Dans ce cadre, l’essentiel est de comprendre que la corruption est devenue la «règle d’or» des affaires. La pratique de la corruption dans notre  pays est étroitement liée au mode de gouvernance. Déjà, l’accès au pouvoir mène aux privilèges économiques sans limite, des privilèges dont jouissent des acquéreurs sans foi ni loi, au point d’acheter le droit de vie et de mort de certains citoyens. La corruption est donc une contrainte sociale, économique et politique qui pèse sur tous les citoyens à chaque instant du temps.
« Le système de corruption est généralisé à tel point que même ceux qui voudraient faire des choses honnêtement ne le peuvent pas».
Cette observation porte à croire que la corruption a quelque chose de particulier. L’opinion intellectuelle doit s’interroger pour comprendre la nature du phénomène dans sa particularité. Toutes ces institutions- - L’inspection générale des finances- L’inspection générale de wilaya - La cour des comptes-, sont jugées inefficaces. Leur échec est justifié par une politique non volontariste des pouvoirs publics à lutter contre la corruption. Toutes les personnes ressources impliquées à cette mission sont des juges et parties.

CONCLUSION
L’idéal serait une société dans laquelle chaque citoyen s’occupant de ses intérêts contribue à l’enrichissement de toute la nation (tous les citoyens). La nation est donc considérée comme un contrat social; une convention qui prescrit des droits et des devoirs à chaque partie prenante. Ainsi, la nation est donc un contrat entre les membres d’une société ou chaque individu se doit de se construire en toute indépendance pour se donner ensuite à l’action commune.

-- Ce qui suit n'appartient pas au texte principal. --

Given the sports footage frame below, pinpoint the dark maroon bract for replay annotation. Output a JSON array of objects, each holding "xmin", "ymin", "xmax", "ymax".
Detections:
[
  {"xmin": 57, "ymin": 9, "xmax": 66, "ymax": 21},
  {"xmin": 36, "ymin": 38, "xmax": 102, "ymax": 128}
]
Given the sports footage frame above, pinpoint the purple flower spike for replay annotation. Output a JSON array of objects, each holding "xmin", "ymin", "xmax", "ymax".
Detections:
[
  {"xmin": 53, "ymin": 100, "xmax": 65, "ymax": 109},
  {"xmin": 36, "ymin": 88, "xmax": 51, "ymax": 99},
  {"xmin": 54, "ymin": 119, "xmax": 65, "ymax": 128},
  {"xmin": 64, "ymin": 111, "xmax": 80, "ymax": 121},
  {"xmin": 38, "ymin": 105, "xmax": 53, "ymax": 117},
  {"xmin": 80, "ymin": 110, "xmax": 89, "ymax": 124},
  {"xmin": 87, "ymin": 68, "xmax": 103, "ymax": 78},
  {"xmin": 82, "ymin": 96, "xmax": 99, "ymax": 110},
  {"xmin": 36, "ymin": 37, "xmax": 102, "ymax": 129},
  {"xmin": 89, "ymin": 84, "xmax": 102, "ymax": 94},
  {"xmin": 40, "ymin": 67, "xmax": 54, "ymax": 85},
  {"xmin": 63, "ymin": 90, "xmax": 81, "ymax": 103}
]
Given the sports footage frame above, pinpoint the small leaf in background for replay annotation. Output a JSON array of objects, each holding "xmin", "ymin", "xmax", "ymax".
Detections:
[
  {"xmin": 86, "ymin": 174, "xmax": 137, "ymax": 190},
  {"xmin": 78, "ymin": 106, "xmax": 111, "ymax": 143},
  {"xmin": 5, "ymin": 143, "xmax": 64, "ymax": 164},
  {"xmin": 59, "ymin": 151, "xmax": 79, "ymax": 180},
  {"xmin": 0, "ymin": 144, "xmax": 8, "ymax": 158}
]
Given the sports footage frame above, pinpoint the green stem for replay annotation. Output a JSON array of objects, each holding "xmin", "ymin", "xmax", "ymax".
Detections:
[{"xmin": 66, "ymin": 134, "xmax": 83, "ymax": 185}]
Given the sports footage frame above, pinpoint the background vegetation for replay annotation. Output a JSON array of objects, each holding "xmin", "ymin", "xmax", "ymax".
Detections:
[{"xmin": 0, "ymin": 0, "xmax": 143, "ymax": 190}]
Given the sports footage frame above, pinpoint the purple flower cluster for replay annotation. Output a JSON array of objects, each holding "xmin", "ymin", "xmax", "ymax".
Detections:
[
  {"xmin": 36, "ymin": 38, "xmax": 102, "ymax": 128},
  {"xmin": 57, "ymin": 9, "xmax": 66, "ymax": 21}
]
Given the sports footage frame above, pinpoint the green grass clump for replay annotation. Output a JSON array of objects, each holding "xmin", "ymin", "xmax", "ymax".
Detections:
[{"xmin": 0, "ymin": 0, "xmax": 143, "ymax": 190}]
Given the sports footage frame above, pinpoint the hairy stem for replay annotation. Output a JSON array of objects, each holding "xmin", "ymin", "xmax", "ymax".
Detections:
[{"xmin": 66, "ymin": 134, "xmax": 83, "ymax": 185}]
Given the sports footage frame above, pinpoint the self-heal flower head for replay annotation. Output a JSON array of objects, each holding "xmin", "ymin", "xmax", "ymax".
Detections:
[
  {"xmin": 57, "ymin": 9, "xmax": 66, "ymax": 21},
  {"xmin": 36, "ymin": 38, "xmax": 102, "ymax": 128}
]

La corruption prospère, se stabilise et se reproduit sous les formes les plus sophistiquées et rationnellement gérées. Ce développement est bien sûr facilité par la faiblesse caractérisée des institutions étatiques. Une faiblesse alimentée et entretenue par l’exécutif, le législatif et le judiciaire, la presse et la société civile. Quelle solution possible dans ce brassage, si ce n’est la rébellion morale, la seule et unique philosophie économique de l’espoir.